Phase I dose-finding study and a pharmacokinetic/pharmacodynamic analysis of the neutropenic response of intravenous diflomotecan in patients with advanced malignant tumours.

PURPOSE: To determine the maximum tolerated dose (MTD) of intravenous (iv) diflomotecan administered once every 3 weeks, and to characterize the relationship between pharmacokinetics and neutropenic effect, using a semi-mechanistic pharmacokinetic/pharmacodynamic (PK/PD) model. EXPERIMENTAL
DESIGN: Twenty-four patients received a total of 75 cycles of iv diflomotecan that was administered as 20-min infusion, once every 3 weeks at escalating doses of 2, 4, 5, and 6 mg/m2. Haematological and non-haematological toxicities were evaluated. Plasma concentrations of diflomotecan were measured after the first drug administration.
RESULTS: Dose limiting toxicity (DLT) following the first cycle occurred in 12 patients and a total of 16 patients experienced DLT at some point in the trial. During the first cycle of treatment the number of patients in the 5 and 6 mg/m2 dose groups that experienced DLT was 3 of 4, and 3 of 3, respectively. Therefore, the dose of 5 mg/m2 was considered the MTD and the dose of 4 mg/m2 the recommended dose (RD). During the first cycle, 12 patients experienced DLT, six had either infection of haematological toxicity and eight complained of fatigue. The best response was a partial response in one patient treated at the 6 mg/m2 dose level. Disease stabilization was observed in seven patients (four patients treated at 4 mg/m2 and one patient at each dose level of 2, 5, and 6 mg/m2). The remaining patients had all progressive disease. The median time to progression for all patients was 5.9 weeks. Pharmacokinetics of diflomotecan was described with a three-compartmental model. Mean population parameter estimates of the apparent volume of distribution of the central compartment (V c) increased linearly with body surface area (BSA) as: V c (L) = 41.5 x (BSA/1.85), and the mean population estimate of the apparent volume of distribution of the shallow compartment was lower in females (29.5 vs 48.8 L). Computer simulations showed the lack of clinical significance of these covariates. The time course of the neutropenic response was adequately described by a semi-mechanistic model that includes cellular processes and drug effects.

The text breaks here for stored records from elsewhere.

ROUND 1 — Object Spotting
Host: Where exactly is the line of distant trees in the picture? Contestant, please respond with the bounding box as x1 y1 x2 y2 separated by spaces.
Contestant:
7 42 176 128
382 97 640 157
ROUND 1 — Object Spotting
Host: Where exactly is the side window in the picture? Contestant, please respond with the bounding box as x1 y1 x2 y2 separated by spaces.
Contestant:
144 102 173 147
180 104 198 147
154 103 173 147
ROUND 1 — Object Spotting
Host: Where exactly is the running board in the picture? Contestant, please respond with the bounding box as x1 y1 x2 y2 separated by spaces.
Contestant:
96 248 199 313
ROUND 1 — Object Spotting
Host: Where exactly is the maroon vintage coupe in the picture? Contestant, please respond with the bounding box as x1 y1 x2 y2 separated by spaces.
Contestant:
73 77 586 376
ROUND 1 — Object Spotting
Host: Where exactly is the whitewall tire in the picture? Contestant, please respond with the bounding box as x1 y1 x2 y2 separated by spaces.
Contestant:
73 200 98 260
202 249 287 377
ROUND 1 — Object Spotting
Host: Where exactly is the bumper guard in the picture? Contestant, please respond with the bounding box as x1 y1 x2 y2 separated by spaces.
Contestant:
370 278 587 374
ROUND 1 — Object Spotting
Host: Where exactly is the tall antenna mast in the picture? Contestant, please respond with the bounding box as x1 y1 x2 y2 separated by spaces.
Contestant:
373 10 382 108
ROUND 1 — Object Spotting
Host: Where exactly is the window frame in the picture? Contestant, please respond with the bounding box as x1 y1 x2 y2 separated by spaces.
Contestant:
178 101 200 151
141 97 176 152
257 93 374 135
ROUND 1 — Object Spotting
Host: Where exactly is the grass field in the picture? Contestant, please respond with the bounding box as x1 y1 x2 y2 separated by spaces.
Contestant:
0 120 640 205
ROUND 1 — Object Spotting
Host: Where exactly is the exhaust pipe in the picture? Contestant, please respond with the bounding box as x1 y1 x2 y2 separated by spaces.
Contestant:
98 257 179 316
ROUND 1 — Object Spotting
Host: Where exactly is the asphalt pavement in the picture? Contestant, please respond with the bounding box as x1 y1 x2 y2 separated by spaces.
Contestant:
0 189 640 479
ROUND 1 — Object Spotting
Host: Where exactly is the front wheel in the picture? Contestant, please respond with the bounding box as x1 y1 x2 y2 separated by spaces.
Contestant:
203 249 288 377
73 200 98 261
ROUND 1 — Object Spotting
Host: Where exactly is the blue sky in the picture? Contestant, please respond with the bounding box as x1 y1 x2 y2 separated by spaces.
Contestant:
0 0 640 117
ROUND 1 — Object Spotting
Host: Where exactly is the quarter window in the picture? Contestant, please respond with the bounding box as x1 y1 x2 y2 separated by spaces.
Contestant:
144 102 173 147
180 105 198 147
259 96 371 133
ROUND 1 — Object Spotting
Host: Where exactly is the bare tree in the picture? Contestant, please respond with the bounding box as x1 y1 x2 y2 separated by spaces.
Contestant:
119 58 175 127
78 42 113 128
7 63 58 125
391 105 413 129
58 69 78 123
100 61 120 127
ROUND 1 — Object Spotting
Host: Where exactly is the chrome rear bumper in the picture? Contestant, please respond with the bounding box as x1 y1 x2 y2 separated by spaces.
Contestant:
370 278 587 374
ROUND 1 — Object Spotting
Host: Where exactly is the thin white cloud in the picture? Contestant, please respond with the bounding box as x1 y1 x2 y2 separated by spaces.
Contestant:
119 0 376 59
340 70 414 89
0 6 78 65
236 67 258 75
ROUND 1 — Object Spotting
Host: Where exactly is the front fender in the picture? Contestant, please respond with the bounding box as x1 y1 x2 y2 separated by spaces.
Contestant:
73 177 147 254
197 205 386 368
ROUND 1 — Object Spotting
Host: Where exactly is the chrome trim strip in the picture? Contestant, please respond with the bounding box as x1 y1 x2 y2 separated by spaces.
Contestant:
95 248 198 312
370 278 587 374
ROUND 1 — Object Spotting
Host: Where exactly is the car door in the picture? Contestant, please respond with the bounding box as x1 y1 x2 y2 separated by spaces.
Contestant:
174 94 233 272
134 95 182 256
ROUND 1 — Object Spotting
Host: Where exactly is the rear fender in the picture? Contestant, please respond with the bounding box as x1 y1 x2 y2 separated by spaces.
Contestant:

CONCLUSIONS: The MTD and RD after a 20-min iv infusion of diflomotecan every 3 weeks are 4 and 5 mg/m2, respectively. Diflomotecan showed linear pharmacokinetic behaviour and the selected PK/PD model described adequately the time course of neutropenia. The mean model predicted values of nadir and time to nadir after a 20-min iv infusion of 4 mg/m2 of diflomotecan was 0.86 x 10(9) /L neutrophil cell counts and 11 days, respectively.